If this doesn’t prove that we are all just struggling to do our best and no one knows what impact their choices will have on their child, I don’t know what does. There’s no crystal ball, there is not a right answer and one choice is not better than the other, it’s situation. We are all so different, so it’s no surprise that this decision should be made on a case by case basis. The only people who are doing it wrong are the people that are criticizing other mom’s decision. If you think it’s easy for the working mom to go back to work after her maternity leave, missing her baby, hauling a pump to work and doing business on little sleep— it’s not. If you think it’s easy for the stay-at-home mom not talking to another adult all day, using any free time to shower and calming a crying baby in public that’s constantly with her, it’s not. Once you have kids, very few things are easy, because you aren’t just worrying about yourself.

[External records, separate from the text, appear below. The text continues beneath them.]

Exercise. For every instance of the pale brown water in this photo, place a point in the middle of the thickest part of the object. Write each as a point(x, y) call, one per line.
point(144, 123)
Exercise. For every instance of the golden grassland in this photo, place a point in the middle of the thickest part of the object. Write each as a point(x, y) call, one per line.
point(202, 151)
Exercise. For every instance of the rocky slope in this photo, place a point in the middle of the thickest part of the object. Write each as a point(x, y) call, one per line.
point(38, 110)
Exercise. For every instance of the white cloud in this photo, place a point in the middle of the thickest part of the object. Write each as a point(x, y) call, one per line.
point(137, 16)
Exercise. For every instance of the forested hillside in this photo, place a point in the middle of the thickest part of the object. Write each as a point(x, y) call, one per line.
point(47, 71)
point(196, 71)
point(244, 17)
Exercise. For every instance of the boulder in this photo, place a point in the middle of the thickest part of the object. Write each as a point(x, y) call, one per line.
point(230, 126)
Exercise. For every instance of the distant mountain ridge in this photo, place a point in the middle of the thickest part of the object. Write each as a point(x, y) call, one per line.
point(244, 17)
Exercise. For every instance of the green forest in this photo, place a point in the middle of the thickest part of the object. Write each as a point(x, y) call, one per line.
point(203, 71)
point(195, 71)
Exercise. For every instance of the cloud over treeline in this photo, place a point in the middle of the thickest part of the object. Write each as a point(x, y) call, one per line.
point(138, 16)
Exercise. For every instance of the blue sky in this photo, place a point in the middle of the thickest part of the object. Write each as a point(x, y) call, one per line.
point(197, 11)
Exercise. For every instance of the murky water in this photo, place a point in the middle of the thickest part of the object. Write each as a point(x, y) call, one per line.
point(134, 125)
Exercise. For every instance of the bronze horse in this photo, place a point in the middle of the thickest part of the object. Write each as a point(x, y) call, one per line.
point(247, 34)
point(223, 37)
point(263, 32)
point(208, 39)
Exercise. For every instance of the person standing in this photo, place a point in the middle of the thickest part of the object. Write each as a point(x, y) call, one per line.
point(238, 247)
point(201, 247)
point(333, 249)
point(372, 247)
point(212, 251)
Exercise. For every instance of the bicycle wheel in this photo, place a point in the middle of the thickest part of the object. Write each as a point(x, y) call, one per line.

In the end, as moms, we are all struggling to make the best choices for our families and children. The amount of knocking down we do to each other about parenting is nothing short of horrible. So please, next time you think about commenting on a mom’s work situation negatively, don’t. I’m not one of these major “Women supporting women people” (trust me, if a chick sucks, I’m going to have anything to do with them), but I just don’t see the point of making someone feel bad about their career choices. We don’t need to all sit around and sing “Cumbaya”, but if you can’t support other parents, at least keep your mouth shut.
In terms of my story this time around, while I stayed at home with my son full time until he was 5, I won’t be doing that with my next one. I wouldn’t take back a second of staying home with Mark, but it’s not something I want to do full time again because of changes in my own life. I love what I’ve created with Big Blonde Hair, and I love the feeling of getting off the train in my favorite city in the world in heading to my office. At this point in my life it keeps me sane, so I’ll continue to work part time from home and part time from the office, and maybe ultimately full time out of the house. But it’s not like I don’t have major anxiety about finding someone amazing to watch my baby, pumping in my work closet and missing out on things. So in the end it comes down to the fact that the decision is never easy or perfect, but I’m going to do what my husband and I think is right, not anyone else.